In late 1993, she returned to the USWA, losing to Rockin' Robin at the Mid-South Coliseum in Memphis, Tennessee on September 13, 1993. Managing Brian Christopher as Nanny Simpson, she participated in several mixed tag team matches with him against Koko B. Ware and Miss Texas during the next several weeks eventually pinning Miss Texas on October 18. However, she lost to Miss Texas and Sweet Georgia Brown in a tag team match with Vicious Viki on November 1 and, a week later, lost to Miss Texas in a "chain match" by disqualification on November 8.
The following month she feuded with Dirty White Girl losing to her at the November Blast supercard by disqualification on November 18 and in a "street fight" match several days later. During that same event, she was forced to eat dog food as a result of a stipulation in which Jerry Lawler and Brian Christopher defeated Rex Hargrove & Koko B. Ware.[8]
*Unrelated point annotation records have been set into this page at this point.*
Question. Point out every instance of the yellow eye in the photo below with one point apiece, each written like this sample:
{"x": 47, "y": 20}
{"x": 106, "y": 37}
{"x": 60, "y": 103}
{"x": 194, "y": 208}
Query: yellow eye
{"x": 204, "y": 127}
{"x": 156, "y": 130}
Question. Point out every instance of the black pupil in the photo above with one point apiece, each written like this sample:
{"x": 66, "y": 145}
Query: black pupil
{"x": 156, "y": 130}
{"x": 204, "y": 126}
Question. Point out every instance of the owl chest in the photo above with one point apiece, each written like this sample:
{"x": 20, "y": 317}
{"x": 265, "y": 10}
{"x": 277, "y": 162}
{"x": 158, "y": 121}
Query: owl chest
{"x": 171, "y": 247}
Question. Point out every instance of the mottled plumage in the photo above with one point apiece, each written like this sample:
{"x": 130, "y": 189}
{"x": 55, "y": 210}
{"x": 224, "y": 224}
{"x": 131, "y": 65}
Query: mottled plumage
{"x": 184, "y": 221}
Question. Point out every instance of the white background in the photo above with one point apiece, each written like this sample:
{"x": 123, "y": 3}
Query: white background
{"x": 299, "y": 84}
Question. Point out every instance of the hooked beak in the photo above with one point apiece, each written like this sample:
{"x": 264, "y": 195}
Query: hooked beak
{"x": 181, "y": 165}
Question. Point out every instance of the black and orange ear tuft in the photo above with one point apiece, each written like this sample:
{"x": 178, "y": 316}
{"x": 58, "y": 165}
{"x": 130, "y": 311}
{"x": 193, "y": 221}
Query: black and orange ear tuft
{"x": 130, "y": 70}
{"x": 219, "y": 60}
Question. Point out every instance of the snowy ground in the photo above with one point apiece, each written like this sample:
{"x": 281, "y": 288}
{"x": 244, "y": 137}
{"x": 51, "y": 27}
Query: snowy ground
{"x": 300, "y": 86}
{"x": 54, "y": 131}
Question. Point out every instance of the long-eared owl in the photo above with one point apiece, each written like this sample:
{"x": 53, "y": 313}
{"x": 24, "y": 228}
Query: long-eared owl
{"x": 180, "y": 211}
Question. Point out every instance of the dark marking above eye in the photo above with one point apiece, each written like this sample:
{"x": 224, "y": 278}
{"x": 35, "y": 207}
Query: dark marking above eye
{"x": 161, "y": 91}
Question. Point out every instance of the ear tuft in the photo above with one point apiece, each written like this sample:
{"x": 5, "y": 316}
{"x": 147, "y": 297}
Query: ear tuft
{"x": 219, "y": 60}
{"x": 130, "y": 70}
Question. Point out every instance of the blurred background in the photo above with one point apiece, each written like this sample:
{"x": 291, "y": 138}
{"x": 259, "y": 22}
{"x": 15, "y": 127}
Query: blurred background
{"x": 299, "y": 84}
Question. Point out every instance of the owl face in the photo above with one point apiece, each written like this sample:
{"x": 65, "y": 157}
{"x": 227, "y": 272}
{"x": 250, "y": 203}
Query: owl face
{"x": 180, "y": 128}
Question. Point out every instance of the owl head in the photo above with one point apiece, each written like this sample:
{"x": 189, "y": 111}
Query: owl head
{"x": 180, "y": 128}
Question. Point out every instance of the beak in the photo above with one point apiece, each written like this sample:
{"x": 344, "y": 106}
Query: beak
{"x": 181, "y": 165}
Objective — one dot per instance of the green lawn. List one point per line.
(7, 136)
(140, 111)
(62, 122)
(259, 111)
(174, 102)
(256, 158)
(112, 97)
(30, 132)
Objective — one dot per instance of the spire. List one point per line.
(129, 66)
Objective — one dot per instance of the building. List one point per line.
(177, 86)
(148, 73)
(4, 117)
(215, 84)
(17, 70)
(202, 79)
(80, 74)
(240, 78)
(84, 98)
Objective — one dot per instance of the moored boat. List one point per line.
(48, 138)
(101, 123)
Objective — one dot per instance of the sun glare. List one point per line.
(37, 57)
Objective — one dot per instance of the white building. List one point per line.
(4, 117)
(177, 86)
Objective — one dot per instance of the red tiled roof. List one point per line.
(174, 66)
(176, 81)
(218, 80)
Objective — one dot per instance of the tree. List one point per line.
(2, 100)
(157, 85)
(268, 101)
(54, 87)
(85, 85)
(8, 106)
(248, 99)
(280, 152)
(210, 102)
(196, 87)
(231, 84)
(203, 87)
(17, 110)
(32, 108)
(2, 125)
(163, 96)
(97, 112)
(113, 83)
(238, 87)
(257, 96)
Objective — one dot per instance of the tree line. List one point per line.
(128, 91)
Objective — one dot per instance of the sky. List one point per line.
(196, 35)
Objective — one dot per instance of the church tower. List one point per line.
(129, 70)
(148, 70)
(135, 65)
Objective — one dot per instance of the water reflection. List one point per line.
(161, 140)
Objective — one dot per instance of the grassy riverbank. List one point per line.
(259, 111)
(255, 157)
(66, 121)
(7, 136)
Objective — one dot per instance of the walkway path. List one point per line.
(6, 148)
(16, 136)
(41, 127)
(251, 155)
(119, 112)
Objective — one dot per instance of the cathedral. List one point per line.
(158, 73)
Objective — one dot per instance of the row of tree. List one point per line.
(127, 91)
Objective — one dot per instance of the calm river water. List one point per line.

Toni Adams retired around 1995, remaining out of the spotlight permanently. She would eventually marry two more times during the final 15 years of her life.
Toni Adams, who had remarried as Toni Gant,but was divorceved from him, and lived in Louisville, Kentucky, was hospitalized in June 2010 due to an abscess infection in her abdomen, almost similar to the same illness that killed David Von Erich in 1984. She was hospitalized again in full cardiac arrest in late June, and died on June 24, 2010 at the age of 45. Upon her death, she was engaged to Leonard Donahoo. She is survived by three sisters, son Chris Adams Jr, daughter Tori Gant, and one grandchild. Funeral arrangements are pending, but are expected to be held in her native Texas.[12]